The Cheapest Bank Accounts in South Africa in 2021

Retail banking group FNB has published its updated fees for the 2021/22 financial year, which will come into effect on 1 July 2021.

While many of the big changes are hitting the bank’s middle-market ‘gold’ account – which is rebranding to the Aspire account – there have also been several changes to the fees for the group’s entry-level accounts.

The monthly fees for the FNB Easy Zero and FNB Easy accounts remain the same, but it will now cost slightly less to withdraw cash from these accounts.

The FNB Easy Zero withdrawal fee has reduced from R8 per R1,000 to R7 per R1,000, while the Easy account is adopting a per R100 approach to withdrawals, charging R1.20 per R100 on the pay as you transact package.

However, FNB is not the only bank to have changed fees in the entry-level market. Both Absa and Capitec bank updated their fees in the first quarter of the year, and African Bank, Old Mutual, Finbond and others have also updated their fees.

With so many entry-level accounts to choose from, we’ve broken down a comparison between these accounts using three fundamentals:

  • How much it costs you each month to manage the account;
  • How much the banks charge you to put money into the account;
  • How much the banks charge you to take money out of the account.

Entry-level banking

South Africa’s entry-level bank accounts vary greatly in form and functionality, with several lenders offering more than one entry-level account.
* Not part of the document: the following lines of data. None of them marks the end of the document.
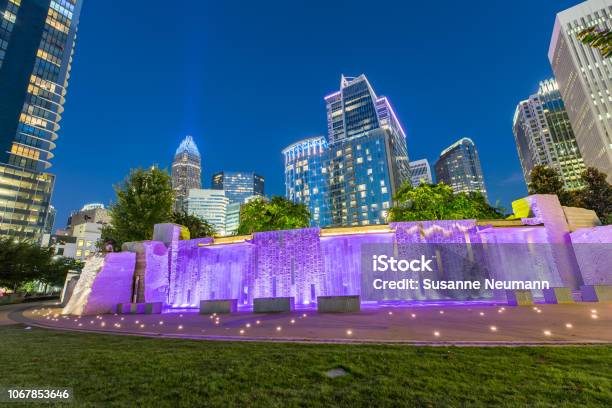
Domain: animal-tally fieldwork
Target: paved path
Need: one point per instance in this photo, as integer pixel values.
(7, 310)
(582, 323)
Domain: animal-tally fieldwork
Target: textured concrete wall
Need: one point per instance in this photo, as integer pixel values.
(105, 281)
(593, 247)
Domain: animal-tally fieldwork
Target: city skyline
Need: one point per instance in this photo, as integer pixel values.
(37, 42)
(192, 110)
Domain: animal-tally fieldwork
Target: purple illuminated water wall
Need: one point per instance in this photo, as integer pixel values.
(302, 264)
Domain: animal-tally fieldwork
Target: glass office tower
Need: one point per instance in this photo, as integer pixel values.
(544, 135)
(350, 177)
(238, 186)
(459, 167)
(420, 172)
(210, 205)
(585, 80)
(37, 39)
(186, 172)
(306, 177)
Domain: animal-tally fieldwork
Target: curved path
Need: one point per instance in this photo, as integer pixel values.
(478, 325)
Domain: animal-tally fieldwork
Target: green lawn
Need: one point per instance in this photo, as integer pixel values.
(129, 371)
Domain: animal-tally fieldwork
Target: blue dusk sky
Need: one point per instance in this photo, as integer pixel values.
(247, 78)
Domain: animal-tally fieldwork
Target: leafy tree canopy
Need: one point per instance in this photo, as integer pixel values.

For example, Nedbank has an extremely basic account in its MobiMoney offering, which carries no monthly costs, but has limited transactional capabilities.

These accounts are targeted at minimal transactions – with limits set on how much money can be processed each month.

It should also be noted that many of these accounts also offer rebates and interest on positive cash balances, which can offset many of the monthly transaction costs. These have not been taken into account here.

Other benefits, such as rewards programmes, discount coupons, or sweeteners like airtime or data have also not been taken into account.

Discovery Bank does not have an entry-level transactional account and thus has been excluded.

Monthly fees

Monthly account management fees for entry-level accounts have become a lightning rod for competition in the segment, with banks shaving cents off the monthly charges to undercut competitors.

Given the basic nature of most entry-level accounts, the monthly handling fee is quickly becoming obsolete, with new entrants scrapping the cost altogether.

Among the 16 entry-level accounts we looked at, six carry no monthly admin fee.

Withdrawal fees

While digital banking and card payments are increasingly becoming the norm in South Africa, for much of the population – especially those in the entry-level banking segment – cash is still king. Even among middle and upper-income brackets, having cash on hand is often a necessity.

Thus withdrawal fees – how banks structure the cost of getting physical cash out of your account – has often been a sore point. Traditional banks have long relied on complicated fee structures to slice as much as they can off the top of any transaction, but since Capitec pioneered the fixed-fee withdrawal structure, this has almost become the baseline for most banks.

Banks with native or own-brand ATMs (or retailer partnerships, as with TymeBank) reward customers for sticking to their systems with lower fees. Accessing your cash at a competing or non-partnered outlet incurs a higher cost.

Deposit fees

Deposits are no longer as straightforward as they once were. In place of the more traditional methods of putting money into accounts – like depositing cash at the ATM or in-branch – banking customers can now also deposit funds through retailers and other digital means.

This has led to retailers partnering with new players in the market: Pick n Pay and Boxer store till points are the de facto ATMs for TymeBank, and Spot uses an ETF method of ‘top ups’ for its accounts, where funds are added through digital codes, or directly from other bank accounts.

For more traditional banks, however, ATM and branch deposits are still the mainstay – though retail groups like Pick n Pay and Shoprite have now added till-point deposits to their service offering.